Despite being fairly old, the refurbished interiors looked spotless. The two flight attendants were extremely professional, and all safety demonstrations were conducted to global standards. As we taxied to the runway, I was excited with anticipation, knowing that we were about to take off from the highest international airport in the world. At 13,323 feet, we were already at almost half the cruising altitude of a jetliner!

Decent pitch


I was fully expecting a long roll down the runway due to the thin air, but as we accelerated faster and faster and still achieved no lift, I admit there was a second or two where I became slightly worried. This was by far the longest takeoff I'd ever experienced, and I was certainly glad that the runway extended to an astonishing 13,123 feet. As we finally lifted off, the vast expanse of El Alto came into view, and it was a beautiful sight.

Taxiing to the runway

El Alto

It didn't take long for us to reach cruising altitude, and the flight attendants immediately went to work with the beverage service. A variety of juices and soft drinks were available. I decided to go with the interesting pear juice. No other snacks were provided onboard, even for purchase. While heading south, some stunning cloud formations appeared outside, set against a blazing sun.

Pear juice

As we began our descent, we actually flew above Salar de Uyuni, which was pure white as far as the eye could see. If fact, it was almost difficult to distinguish between the clouds and the salt flat. Taking in the surreal landscape from the air gave us a taste of the scenery to come in the next few days. Just before landing, we caught a glimpse of the town of Uyuni. "Dusty" is how I would probably describe it, and it turns out I wasn't too far off.

Salar de Uyuni


This was probably the most desolate airport I'd ever been to. Exiting the aircraft, all I could see in every direction was barren terrain. There was not a single tree in sight, and no vegetation I could discern whatsoever. Even before 8:00 am, the sun was beating down hard, and we quickly ducked into the terminal building for some refuge.

Uyuni Airport

The vast expanse of nothingness

Once inside, we found our driver from Red Planet Expeditions. However, unloading the checked baggage from the plane took longer than expected, so we sat and waited in the combined arrivals/departures hall. The airport terminal actually looked very modern, and was probably built only a few years ago. Several officers in uniform guarded the building, perhaps an indication of the large military base nearby.

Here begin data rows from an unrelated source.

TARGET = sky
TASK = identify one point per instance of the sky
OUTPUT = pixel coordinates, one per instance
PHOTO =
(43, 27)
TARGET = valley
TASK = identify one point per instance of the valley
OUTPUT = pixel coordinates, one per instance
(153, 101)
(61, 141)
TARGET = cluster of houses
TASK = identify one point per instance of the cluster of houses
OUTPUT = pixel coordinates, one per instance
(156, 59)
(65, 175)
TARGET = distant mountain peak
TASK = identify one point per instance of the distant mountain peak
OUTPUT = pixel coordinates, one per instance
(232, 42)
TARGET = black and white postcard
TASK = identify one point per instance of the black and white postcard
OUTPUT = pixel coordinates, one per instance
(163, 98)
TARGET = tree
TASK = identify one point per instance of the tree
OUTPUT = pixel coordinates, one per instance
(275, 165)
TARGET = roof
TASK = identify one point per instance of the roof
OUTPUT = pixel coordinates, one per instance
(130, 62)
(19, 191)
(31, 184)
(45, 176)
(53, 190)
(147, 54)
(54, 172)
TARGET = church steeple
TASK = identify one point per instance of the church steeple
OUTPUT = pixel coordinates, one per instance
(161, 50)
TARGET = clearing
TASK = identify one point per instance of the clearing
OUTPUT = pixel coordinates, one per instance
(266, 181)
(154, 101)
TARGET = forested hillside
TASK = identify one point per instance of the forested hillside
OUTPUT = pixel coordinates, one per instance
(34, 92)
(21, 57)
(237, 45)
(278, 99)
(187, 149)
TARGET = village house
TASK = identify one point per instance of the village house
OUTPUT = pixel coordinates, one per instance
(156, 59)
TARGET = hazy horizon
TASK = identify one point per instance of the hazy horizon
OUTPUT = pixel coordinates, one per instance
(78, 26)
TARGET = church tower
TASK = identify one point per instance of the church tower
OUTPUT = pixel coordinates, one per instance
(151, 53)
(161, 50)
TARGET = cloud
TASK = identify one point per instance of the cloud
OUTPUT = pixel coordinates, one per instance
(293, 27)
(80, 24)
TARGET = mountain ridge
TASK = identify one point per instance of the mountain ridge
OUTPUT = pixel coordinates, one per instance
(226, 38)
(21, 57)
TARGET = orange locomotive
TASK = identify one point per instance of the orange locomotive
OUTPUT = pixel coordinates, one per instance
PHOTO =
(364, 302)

After collecting our backpacks, we followed our driver out to the dirt parking lot and loaded our belongings into the trunk. The ride into town took less than five minutes, so we were a little shocked when he asked for ten Bolivianos per person, instead of the ten Bolivianos total that I thought we had agreed upon with Red Planet prior to arriving. I couldn't help but think that this was a minor bait-and-switch scam on the part of the company and the driver, but we didn't want to start the tour off on a sour note, so we didn't bother arguing with them. Just be sure to confirm the total price of the airport transfer for your entire group.

Arrivals/departures hall

Amaszonas check-in counters

Unless you're on a tight budget or simply crave the hardcore backpacking experience, do yourself a favor; skip the overnight bus and book a direct flight with Amaszonas. It will save you a ton of time and probably some body aches along the way.